As you can tell from the graph above, the outcome of the play isn’t so clear when only given the elevation angle and distance traveled summary of the ball. All the outcomes are generally scattered so that we cannot conclude any real correlation. I superimposed two boxes to easily show how similar balls can have different outcomes. In the case of the right-side box, a slightly different elevation angle could mean the difference between a home run and a fly ball.

In this next plot we’re seeing the outcomes of the play split into two events: a home run or no home run (the latter equating to zero, or the orange points). We see both smoothed curves have the same shape, with the home runs curve reaching further distances on average. However, the smoothed curves don’t show how the blue and orange points are still very much intermixed. The likelihood of a home run (based on knowing the ball’s angle and distance) is quite sporadic.

Now that I’ve convinced you of this issue, we can start modeling (yay!). For those who are statistically inclined, I used a logistic multiple regression model to find any pattern for predicting home runs. This model will essentially spit out a probability of a ball becoming a home run, given a bunch of variables. The equation used for this type of modeling is:

Prob(HR) = 1/1 + exp(-z)

Where z is a linear equation whose coefficients are estimated (later on)…

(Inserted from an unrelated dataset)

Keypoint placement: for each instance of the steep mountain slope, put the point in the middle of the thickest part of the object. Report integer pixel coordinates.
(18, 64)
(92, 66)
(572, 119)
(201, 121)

The variables I used include the true distance the ball reached, time in the air, speed off the bat, elevation angle, horizontal angle (imagine a baseball field where a larger angle equates to left field, etc.) and apex of the ball (highest vertical point the ball reached). After editing the model to include only those that are statistically significant, the final coefficient confidence intervals looked like this:

2.5 % 97.5 %

(Intercept) -69.55676316 -48.86556510

True.Dist. 0.08764763 0.12669753

Time -9.12581512 -6.25056613

Elev Angle 0.85324327 1.24073619

SOB 0.16324949 0.33018947

Horiz Angle -0.03296355 -0.00181532

From this we’re seeing that Distance, Elevation Angle and Speed off the Bat are all positively associated with home runs, while hang time of the ball and horizontal angle are negatively associated. This is so-so new news to baseball fans; any physicist could probably come to the same conclusions. It may be a better use of time to focus on the more intangible affects on fly balls, such as temperature, winds, and elevation above the sea (i.e. – Coors Field affect). The next regression I use will consider all the fly ball variables and these other uncontrolled park variables. Running this regression surprisingly has all variables as statistically significant. Better yet the AIC (which measures how much error is in the model) from this model is lower than the original. Remarkable stuff!

I won’t go into more detail (for now), but maybe models like this can help us determine how good of a home run hitter a player really is. For example, if Manny has an average probability of a fly ball making it over the fence than Jason Bay, we should probably credit Manny as the better power hitter, despite possibly having lower home run totals (this is all hypothetical). Instead of looking at home run totals, there are probably better ways to discern power ability.